Patients were using fake names in different emergency rooms around the city to receive opioids; others stole from friends and relatives and too many relied on non-prescription sources, all too often proving fatal. Some doctors I’ve worked with have instituted a strict “no narcotics” policy to avoid writing prescriptions, while others said they would only prescribe for up to five days and require in-person office visits to a reassessment. Programs that could help transitioning drug patients, such as buprenorphine treatment, which can be safely administered in doctor’s offices, are still too rare due to stigma (“we don’t want drug addicts in our ward waiting period”), regulatory obstacles (before 2021, there were limits to who could prescribe the drug), financial considerations (reimbursement deemed too low) and a lack of time.

These days, doctors, myself included, have taken steps to mitigate risk and protect us and our staff. I’ve fired patients to put them out of harm’s way, worked in clinics with panic buttons, and asked to reconfigure exam rooms so I’m closest to the door. . Recent events will likely prompt more conversations about an increased security presence or additional barriers to access in hospitals and medical centers.

The worst result of our nation’s inability to manage the twin epidemics of opioids and guns is the complete breakdown of the doctor-patient relationship. Preventative measures to deal with violence such as security and panic buttons can create an immediate assumption that the patient waiting in their room or on the stretcher is guilty until proven guilty. A flag in the electronic medical record that is commonly used to educate prescribing doctors about opioid use also paints a scarlet letter before the doctor even sees their face.

In cases where the patient is a person of color, such as in the Tulsa murders, there is often additional stigma back and forth. Patients assume they will not be heard and doctors assume they are dealing with a potentially dangerous drug addict.

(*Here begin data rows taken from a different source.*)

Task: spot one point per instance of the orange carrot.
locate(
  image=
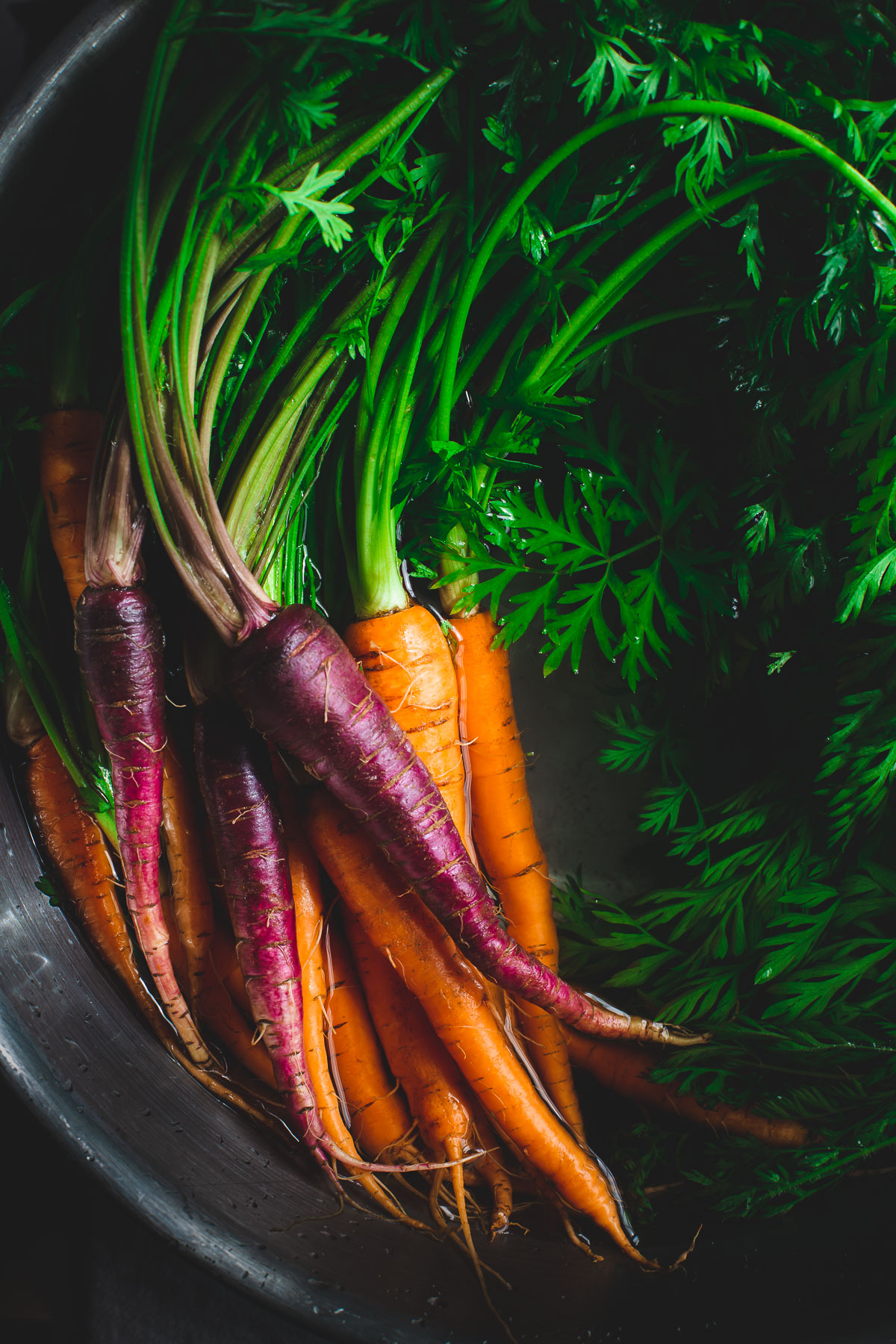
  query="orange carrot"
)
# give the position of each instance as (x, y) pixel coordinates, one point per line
(401, 927)
(625, 1068)
(432, 1082)
(408, 662)
(69, 443)
(217, 1008)
(505, 838)
(77, 847)
(78, 851)
(309, 927)
(193, 905)
(379, 1116)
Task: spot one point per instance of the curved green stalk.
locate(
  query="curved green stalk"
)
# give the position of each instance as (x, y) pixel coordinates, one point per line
(668, 108)
(376, 584)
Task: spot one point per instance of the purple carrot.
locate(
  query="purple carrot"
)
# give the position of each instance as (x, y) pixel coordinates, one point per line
(300, 687)
(120, 648)
(238, 786)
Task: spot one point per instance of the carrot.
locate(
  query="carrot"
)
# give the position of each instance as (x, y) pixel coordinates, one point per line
(217, 1009)
(193, 905)
(406, 659)
(432, 1082)
(505, 838)
(225, 965)
(378, 1110)
(78, 851)
(625, 1068)
(119, 641)
(300, 687)
(453, 998)
(66, 452)
(309, 927)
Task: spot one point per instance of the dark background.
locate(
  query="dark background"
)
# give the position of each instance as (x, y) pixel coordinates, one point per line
(77, 1268)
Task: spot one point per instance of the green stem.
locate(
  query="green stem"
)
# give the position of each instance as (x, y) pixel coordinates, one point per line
(668, 108)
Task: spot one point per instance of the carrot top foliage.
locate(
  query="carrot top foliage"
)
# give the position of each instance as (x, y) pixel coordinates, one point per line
(582, 312)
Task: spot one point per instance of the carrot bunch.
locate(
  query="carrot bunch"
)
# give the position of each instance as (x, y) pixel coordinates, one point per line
(339, 895)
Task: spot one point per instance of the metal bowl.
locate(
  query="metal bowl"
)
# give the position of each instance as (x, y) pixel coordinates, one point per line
(199, 1172)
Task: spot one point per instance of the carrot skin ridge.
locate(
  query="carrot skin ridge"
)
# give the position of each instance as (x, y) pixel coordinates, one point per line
(77, 848)
(78, 853)
(119, 641)
(453, 998)
(505, 838)
(378, 1110)
(625, 1068)
(406, 659)
(308, 905)
(67, 447)
(301, 688)
(222, 1015)
(193, 912)
(238, 788)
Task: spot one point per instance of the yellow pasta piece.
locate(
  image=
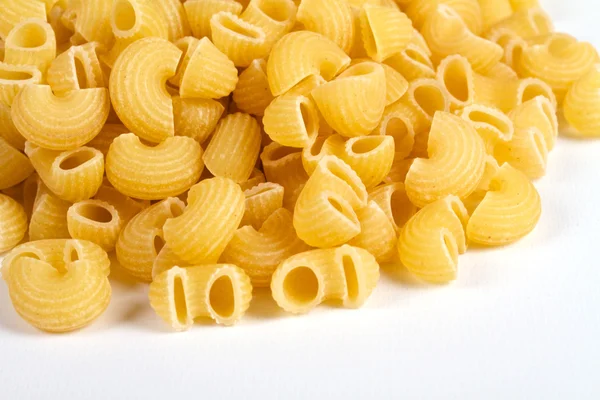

Social media is only deepening the divide – Google had to remove hundreds of one-star reviews of Phillips who said he deserved to die for not being empathetic or listening to the patient.

It’s no wonder the desire to transition into telehealth work and minimize the possibility of such intense interactions continues to grow. That leaves fewer doctors who can do the hard work of helping people recover.

Over the years, I have been able to hone my senses regarding patient threats that require further intervention. It’s not perfect, but it’s pretty accurate. When that sixth sense kicks in, I find myself a little more cautious, more transactional. I might schedule the patient for more frequent follow-up visits to try to prevent periods of frustration or anger from developing. These are skills that are not taught in any medical school or training program in the country. But maybe they should be.